His mental health took a hit, and his emotions lurched from feeling positive to shouting at his family. “It was an emotional whiplash. For me and everybody around me,” he recollects. On the toughest days, Brad struggled to get out of bed to wash himself. “It’s such a strange thing to think about your body failing you in that way,” he says, before adding that he still hasn’t left those emotions behind. “There’s a fear of it always coming back. That’s something you have to live with.”

When the chemotherapy stopped, Brad felt his body bouncing back. He gained muscle and his hair started growing back thicker. His mental health rebounded, too.

“You’re constantly living with trauma”

After he recovered, Brad moved to London. “I survived cancer. Why not? I’ve always absolutely loved London. The sense of home for people with different identities and experiences.” He threw himself into creating a new life, making new friends, studying business management, and working in fashion PR and even showbiz entertainment alongside his degree.

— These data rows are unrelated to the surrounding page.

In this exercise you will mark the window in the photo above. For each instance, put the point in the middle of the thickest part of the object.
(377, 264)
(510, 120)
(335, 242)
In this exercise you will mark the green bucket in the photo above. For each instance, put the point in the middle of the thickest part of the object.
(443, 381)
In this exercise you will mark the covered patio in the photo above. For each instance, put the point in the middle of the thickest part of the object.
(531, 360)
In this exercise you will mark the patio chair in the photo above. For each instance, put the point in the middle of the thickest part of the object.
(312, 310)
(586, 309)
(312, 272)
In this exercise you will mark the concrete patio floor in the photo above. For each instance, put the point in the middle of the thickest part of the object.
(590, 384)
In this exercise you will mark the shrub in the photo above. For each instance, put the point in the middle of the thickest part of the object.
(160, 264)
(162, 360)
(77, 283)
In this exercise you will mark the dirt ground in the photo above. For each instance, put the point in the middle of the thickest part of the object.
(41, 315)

“I told myself that I was a cancer survivor. But I wasn’t, I was still a cancer patient.” Every Monday, Brad went to the clinic to have blood taken and his body weighed. “It’s like returning to the scene of the crime. And I don’t want this to sound disingenuous or controversial, but when somebody experiences trauma, there is no way anybody would ever ask that person to return to the scene where it happened. That’s what cancer patients and survivors have to do all the time. You’re constantly living with trauma. No wonder I decided to close off to it.”

One Monday in 2016, his consultant told him there was an issue with his blood and he was not reacting to treatment. “I remember feeling so much lonelier than I’d ever felt.” They adjusted his treatment, but a year later the consultant broke the news that his body was not responding. “I don’t know if I’m allowed to say it, but I was angry. I worked so hard on my mental health to keep things together.”

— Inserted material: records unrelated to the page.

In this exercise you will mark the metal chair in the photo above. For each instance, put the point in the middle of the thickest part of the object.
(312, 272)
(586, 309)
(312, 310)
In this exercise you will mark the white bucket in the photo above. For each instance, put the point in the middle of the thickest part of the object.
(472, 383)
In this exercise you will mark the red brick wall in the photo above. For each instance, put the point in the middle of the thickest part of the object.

Brad underwent a bone marrow transplant in January 2018 after a search for the right donor resulted in his brother being the best candidate. He was in treatment for six months, and had to battle a series of infections. At one point, Brad was in an isolated room with only a nurse and a doctor allowed access. “They need to destroy your bone marrow, which is the root of your immune system… How would you even describe what that does to somebody?

“There’s definitely a lot of reflection”

There were moments when he thought it would be so much easier if he died: “Just to be pain-free; what’s the point of me being treated if it feels this bad? That’s the paradox of cancer treatment, even though it’s getting better, they have to break you down, destroy you, to help you. They need to get rid of the tumours that are making you ill.”

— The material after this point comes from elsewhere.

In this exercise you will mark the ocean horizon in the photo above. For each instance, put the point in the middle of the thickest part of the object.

Eventually, his bone marrow grafted. The treatment had worked. “I definitely felt like I had gone through that experience for something greater. My life turned around and I was, like, ‘Oh my God, it’s the end of 2018 and I feel great.’”

Today, in full remission, Brad is a cancer survivor. “I’m not in any danger, but there’s definitely a lot of reflection. Cancer has been the most dominant thing of my life; it’s been a part of my life for a decade.” He is also aware how cancer is not discussed in relation to its effect on LGBT+ people. “Cancer strips you of identity, something that you’re so proud of, that you’ve worked towards. I worked on myself as much as I could, but as soon as cancer comes, it strips you of that — of your proud self.”

In response to his experience, Brad launched Alike, a charity to combat loneliness and isolation among people diagnosed with cancer, connecting people via the Alike app. “Something that I’m really passionate for Alike to do is not just to forge connections within the cancer community and help people find the community that they really need to help them get through and beyond cancer, but create visibility for communities that don’t have visibility, like members of the LGBT+ community, members of the Black community. I want Alike to be a safe space for all people diagnosed with cancer.”